Google’s AI Blog published an article discussing how Dataset Search works and what signals it uses to rank datasets. Google is already showing dataset rich results and may begin showing more as publishers add the Schema.org markup. Understanding what datasets are and how to rank them is important because it can become a new source of traffic.
Google’s dataset developers page was updated in May 2018 to note that dataset rich data is coming to Google’s search results:
This feature is in pilot, and you may not see rich results for datasets yet. However, we recommend that you add dataset structured data to your site in preparation for new dataset features in Search results.
Every publisher should consider adding dataset markup in order to prepare for a wider rollout of this feature in Google’s search results.
Dataset Search
Dataset Search relies on Structured Data Metadata that uses the Schema.org/Dataset standard.
Google takes the structured data and links it to what it knows through the Knowledge Graph, as well as consider other ranking signals like links, then creates a dataset search index.
Duplicate Data Sets
Google indicates that it is partially relying on the Schema.org sameAS property. The same As property is meant to canonicalize the original publisher.
This is how the official Schema.org specifications for the sameAs property are defined:
“URL of a reference Web page that unambiguously indicates the item’s identity. E.g. the URL of the item’s Wikipedia page, Wikidata entry, or official website.”
In the context of dataset structured data, the sameAs property can be used to canonicalize the information to a specific URL which represents the original publisher of the data.
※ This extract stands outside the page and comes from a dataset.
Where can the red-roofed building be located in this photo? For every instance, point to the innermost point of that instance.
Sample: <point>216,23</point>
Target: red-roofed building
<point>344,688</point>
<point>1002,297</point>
Additional signals that Google uses to identify duplicate datasets:
“Other signals include two datasets descriptions pointing to the same canonical page, having the same Digital Object Identifier (DOI), sharing links for downloading the dataset, or having a large overlap in other metadata fields.
None of these signals are perfect in isolation, therefore we combine them to get the strongest possible indication of when two datasets are the same.”
Google Knowledge Graph Scholar and Ranking
Google’s Knowledge Graph plays a role in the ranking of dataset information. The Knowledge Graph helps Google understand the context of the datasets, including understanding what language it’s for and for understanding acronyms.
Google’s Knowledge Graph provides a data layer for matching various entities. So if the dataset incorporates a brand, a currency or language it can match that to the dataset.
Here’s what Google’s AI Blog Post says about it:
“Google’s Knowledge Graph is a powerful platform that describes and links information about many entities, including the ones that appear in dataset metadata… This type of reconciliation opens up lots of possibilities to improve the search experience for users.
For instance, Dataset Search can localize results by showing reconciled values of metadata in the same language as the rest of the page. Additionally, it can rely on synonyms, correct misspellings, expand acronyms, or use other relations in the Knowledge Graph for query expansion.”
Google Scholar May be a Ranking Signal
According to Google, Google Scholar may provide a signal that a dataset is authoritative and who the author of the dataset is.
This can help a dataset publisher rank better. But it can also assist in combating scrapers from using someone else’s data.
Google’s official blog post describes it like this:
“Knowing which datasets are referenced and cited in publications serves at least two purposes:
1. It provides a valuable signal about the importance and prominence of a dataset.
2. It gives dataset authors an easy place to see citations to their data and to get credit.”
How Google Ranks Datasets
Google doesn’t have a lot of data to use for learning how users search for data. As a consequence Google is using regular ranking algorithms to rank datasets for users of it’s dataset search.
However, once Google has enough data on how people search it will begin developing a separate algorithm that is specifically tuned to dataset search.
That said, Google is using additional signals to better rank datasets:
“…ranking datasets is different from ranking Web pages, and we add some additional signals that take into account the metadata quality, citations, and so on.”
Optimize Your Datasets
Chances are that your site already has datasets. Now is the moment for marking them up with the appropriate Schema.org structured data.
The value of Google Datasets may be in people using Dataset Search to find your data and linking to your site. But another value is appearing in Google’s rich results for specific kinds of data. Better you than your competition, right?